Non si tratta semplicemente di una gara gastronomica, ma di un evento che unisce convivialità e impegno concreto. Il Palio, infatti, nasce con uno scopo preciso: sostenere le attività della Onlus Chicco per Emdibir, realtà oltrepadana impegnata – insieme all’Università Cattolica del Sacro Cuore di Piacenza – in progetti di sviluppo rurale ed educativo nei Paesi in via di sviluppo, in particolare nell’altopiano centrale dell’Etiopia e in Papua Nuova Guinea. Un’iniziativa che parte dalla cucina per arrivare lontano, trasferendo competenze agroalimentari e creando opportunità reali per le comunità locali.

L’agnolotto protagonista: tradizione da gustare e votare

Cuore pulsante dell’evento è naturalmente lui: l’agnolotto dell’Oltrepò Pavese. Un simbolo della cucina locale, capace di raccontare storie di famiglia, manualità e territorio. Durante la giornata, il pubblico sarà chiamato non solo a degustare le diverse interpretazioni proposte dai ristoranti partecipanti, ma anche a votare quello che sarà incoronato “agnolotto dell’anno”.

È proprio questo coinvolgimento diretto a rendere il Palio un’esperienza unica: ogni assaggio diventa un giudizio, ogni piatto un racconto, ogni voto un contributo alla solidarietà.
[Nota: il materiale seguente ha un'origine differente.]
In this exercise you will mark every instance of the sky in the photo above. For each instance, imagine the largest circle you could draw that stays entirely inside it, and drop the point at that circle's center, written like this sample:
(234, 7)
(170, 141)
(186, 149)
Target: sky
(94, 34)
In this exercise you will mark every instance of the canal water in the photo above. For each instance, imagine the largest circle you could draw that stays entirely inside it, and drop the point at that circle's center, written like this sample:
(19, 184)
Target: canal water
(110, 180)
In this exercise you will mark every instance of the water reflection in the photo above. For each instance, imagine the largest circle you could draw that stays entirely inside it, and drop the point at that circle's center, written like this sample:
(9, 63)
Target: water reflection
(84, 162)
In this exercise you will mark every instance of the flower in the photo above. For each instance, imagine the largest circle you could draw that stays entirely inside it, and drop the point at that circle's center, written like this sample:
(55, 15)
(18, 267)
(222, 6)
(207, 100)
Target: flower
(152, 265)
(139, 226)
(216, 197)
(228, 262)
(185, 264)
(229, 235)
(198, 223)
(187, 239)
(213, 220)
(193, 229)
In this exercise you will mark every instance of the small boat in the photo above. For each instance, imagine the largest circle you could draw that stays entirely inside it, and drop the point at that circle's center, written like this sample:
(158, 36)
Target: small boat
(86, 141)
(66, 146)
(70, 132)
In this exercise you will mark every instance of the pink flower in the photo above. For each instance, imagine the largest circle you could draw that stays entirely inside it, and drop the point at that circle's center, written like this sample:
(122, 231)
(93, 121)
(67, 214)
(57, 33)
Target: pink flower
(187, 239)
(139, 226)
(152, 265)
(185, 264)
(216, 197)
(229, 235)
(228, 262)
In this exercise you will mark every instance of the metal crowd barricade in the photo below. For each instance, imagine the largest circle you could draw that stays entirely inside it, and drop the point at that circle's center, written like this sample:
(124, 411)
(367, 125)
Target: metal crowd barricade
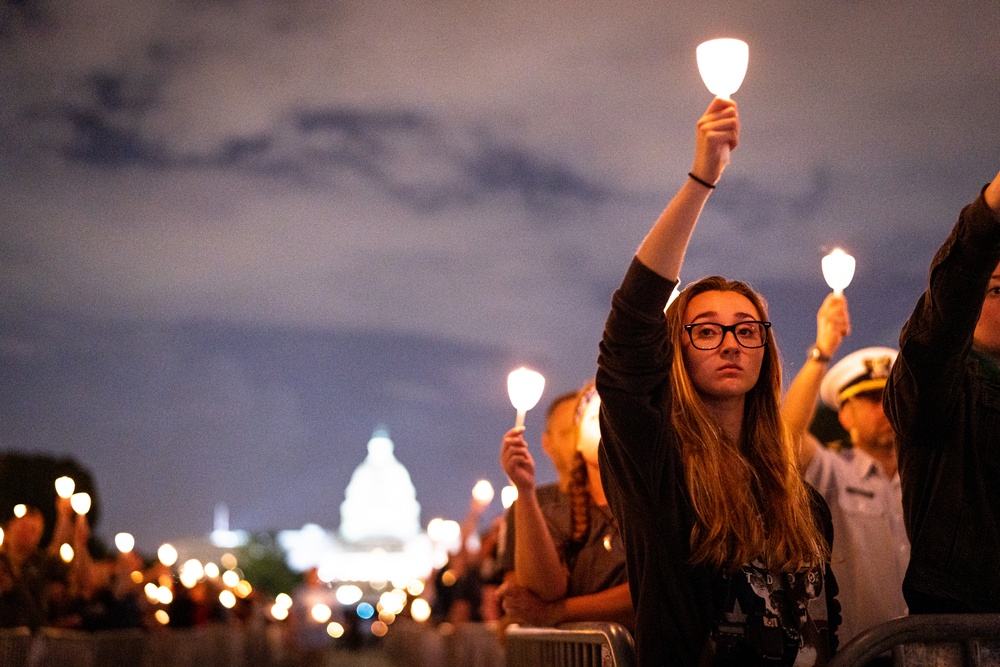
(926, 640)
(215, 645)
(570, 645)
(15, 646)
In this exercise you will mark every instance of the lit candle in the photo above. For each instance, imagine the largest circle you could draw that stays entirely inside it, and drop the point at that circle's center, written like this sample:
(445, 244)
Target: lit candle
(838, 270)
(65, 486)
(524, 386)
(80, 502)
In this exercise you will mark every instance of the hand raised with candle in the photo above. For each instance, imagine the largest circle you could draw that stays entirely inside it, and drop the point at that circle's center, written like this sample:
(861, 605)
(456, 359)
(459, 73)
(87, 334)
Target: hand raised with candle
(833, 323)
(517, 461)
(718, 132)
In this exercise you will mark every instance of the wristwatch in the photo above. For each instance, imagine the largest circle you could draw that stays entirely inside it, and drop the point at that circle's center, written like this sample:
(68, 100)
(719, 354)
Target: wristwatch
(816, 354)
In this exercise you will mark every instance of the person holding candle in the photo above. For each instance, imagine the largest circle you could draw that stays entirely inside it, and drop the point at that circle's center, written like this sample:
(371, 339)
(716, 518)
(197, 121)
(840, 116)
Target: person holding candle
(727, 548)
(858, 479)
(570, 567)
(943, 401)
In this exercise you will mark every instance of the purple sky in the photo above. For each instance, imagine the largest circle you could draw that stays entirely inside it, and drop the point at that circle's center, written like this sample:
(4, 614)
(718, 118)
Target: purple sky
(236, 237)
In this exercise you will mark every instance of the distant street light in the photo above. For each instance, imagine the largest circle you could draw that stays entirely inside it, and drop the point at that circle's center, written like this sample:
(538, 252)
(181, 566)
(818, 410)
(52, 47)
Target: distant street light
(65, 486)
(167, 554)
(80, 503)
(125, 542)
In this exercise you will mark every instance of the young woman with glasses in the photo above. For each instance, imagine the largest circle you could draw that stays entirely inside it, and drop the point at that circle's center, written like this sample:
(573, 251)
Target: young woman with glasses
(727, 549)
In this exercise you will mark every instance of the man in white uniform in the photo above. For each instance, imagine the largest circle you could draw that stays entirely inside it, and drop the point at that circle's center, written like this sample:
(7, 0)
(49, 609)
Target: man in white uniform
(859, 479)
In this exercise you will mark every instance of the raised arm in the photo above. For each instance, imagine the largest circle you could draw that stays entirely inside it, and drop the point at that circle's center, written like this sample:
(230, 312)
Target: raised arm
(663, 248)
(833, 322)
(537, 565)
(992, 195)
(613, 605)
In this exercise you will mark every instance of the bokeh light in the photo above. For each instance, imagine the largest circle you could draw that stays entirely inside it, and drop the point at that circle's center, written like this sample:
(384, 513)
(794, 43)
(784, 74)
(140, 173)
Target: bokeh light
(227, 599)
(420, 610)
(321, 613)
(348, 594)
(125, 542)
(167, 554)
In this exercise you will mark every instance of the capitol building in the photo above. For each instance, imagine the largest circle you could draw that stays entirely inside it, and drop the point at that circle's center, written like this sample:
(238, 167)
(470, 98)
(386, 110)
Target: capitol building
(380, 537)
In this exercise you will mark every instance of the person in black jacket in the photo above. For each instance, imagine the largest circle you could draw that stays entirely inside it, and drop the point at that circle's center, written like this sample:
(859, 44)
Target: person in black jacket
(943, 400)
(727, 549)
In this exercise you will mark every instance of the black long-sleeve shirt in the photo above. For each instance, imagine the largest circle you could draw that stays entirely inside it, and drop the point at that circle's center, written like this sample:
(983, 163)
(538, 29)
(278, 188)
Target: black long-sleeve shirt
(943, 401)
(681, 608)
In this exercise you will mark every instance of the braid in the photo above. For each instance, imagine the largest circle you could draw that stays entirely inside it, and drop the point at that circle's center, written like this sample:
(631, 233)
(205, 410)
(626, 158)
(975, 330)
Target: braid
(579, 498)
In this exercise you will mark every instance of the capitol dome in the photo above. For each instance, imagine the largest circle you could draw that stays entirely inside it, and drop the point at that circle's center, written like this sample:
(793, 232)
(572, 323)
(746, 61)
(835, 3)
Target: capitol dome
(380, 501)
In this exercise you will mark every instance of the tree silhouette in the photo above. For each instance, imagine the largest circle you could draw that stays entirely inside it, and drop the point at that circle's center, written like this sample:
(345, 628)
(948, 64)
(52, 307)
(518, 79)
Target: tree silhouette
(29, 478)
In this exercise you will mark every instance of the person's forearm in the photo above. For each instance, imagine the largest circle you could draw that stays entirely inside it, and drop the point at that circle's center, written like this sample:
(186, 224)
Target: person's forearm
(536, 560)
(666, 243)
(799, 407)
(613, 605)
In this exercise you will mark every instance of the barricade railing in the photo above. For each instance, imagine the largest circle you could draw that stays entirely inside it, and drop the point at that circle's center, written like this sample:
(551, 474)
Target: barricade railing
(925, 640)
(570, 645)
(215, 645)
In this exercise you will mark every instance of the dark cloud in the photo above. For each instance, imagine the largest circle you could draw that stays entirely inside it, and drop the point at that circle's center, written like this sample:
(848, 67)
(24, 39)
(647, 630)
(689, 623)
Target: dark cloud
(412, 158)
(204, 406)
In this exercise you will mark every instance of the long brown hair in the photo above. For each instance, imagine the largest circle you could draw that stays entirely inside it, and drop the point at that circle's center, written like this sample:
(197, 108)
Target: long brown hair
(579, 484)
(748, 497)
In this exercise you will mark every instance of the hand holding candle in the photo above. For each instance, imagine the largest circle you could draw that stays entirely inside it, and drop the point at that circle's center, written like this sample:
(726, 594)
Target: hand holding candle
(723, 65)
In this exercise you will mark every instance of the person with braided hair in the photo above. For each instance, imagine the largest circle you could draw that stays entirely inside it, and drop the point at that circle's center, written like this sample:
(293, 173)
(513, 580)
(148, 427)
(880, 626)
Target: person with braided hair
(570, 567)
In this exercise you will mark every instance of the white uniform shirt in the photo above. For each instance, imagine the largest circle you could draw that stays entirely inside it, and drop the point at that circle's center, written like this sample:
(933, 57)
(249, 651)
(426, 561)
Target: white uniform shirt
(870, 548)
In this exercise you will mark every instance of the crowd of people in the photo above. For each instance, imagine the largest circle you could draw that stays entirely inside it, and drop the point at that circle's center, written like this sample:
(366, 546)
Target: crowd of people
(705, 517)
(693, 506)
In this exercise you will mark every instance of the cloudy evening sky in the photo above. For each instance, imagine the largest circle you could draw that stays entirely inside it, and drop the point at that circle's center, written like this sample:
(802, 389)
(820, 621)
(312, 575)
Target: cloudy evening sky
(238, 236)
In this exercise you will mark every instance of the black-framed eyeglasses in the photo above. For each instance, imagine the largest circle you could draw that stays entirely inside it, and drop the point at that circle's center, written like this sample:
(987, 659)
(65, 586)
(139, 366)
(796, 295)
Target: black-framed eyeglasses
(709, 335)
I ristoranti protagonisti: eccellenze del territorio

Dodici realtà dell’Oltrepò Pavese si sfideranno a colpi di gusto, portando in tavola la propria interpretazione di uno dei piatti più identitari del territorio. Un mix di tradizione e creatività che valorizza la ricchezza gastronomica locale:

  • Agriturismo Poggiacolle – Montecalvo Versiggia (campione in carica)
  • Cascina Mumbèl – Montebello della Battaglia
  • Ristorante Divino – Torricella Verzate
  • Enoteca Regionale della Lombardia – Broni
  • Agriturismo La Colombara – Colli Verdi
  • Ristorante La Vigna – Lirio
  • Ristorante Prime Alture – Casteggio
  • Ristorante Novanta – Bressana Bottarone
  • Osteria del Campanile – Torrazza Coste
  • Osteria del Giuse – Stradella
  • Trattoria La Rava e la Fava – Rivanazzano Terme
  • Ristorante Scuropasso – Cigognola

Dodici interpretazioni diverse, un unico protagonista: l’agnolotto.

Un ospite speciale e una storia che ispira

A rendere ancora più significativa questa edizione sarà la presenza di un ospite d’eccezione: Alessandro Carvani Minetti, atleta paralimpico pavese la cui storia è un esempio straordinario di resilienza. Dopo un grave incidente che gli ha tolto l’uso delle braccia, ha saputo reinventarsi nello sport, diventando simbolo di determinazione e forza di volontà. La sua partecipazione aggiunge un valore umano profondo a una giornata già ricca di significato.

Un’esperienza da vivere tra gusto e paesaggio

Partecipare al Palio dell’Agnolotto significa anche immergersi in un contesto unico. Le colline dell’Oltrepò Pavese, in piena primavera, offrono uno scenario perfetto per una giornata all’insegna del gusto e della scoperta. Palazzo Bellisomi, con il suo fascino storico, diventa il punto d’incontro tra cultura, territorio e solidarietà.

Tra degustazioni, incontri, sorprese e momenti di condivisione, il Palio si conferma come uno degli eventi più autentici e coinvolgenti dell’Oltrepò.

Un evento che unisce sapore e solidarietà

Il vero valore del Palio dell’Agnolotto sta nella sua capacità di andare oltre la cucina. Qui il cibo diventa strumento di connessione, occasione per fare del bene e mezzo per valorizzare un territorio che ha ancora molto da raccontare.

Uniti dal sapore, dalla passione e dalla voglia di contribuire a qualcosa di più grande: è questo lo spirito che rende il Palio dell’Agnolotto un appuntamento imperdibile.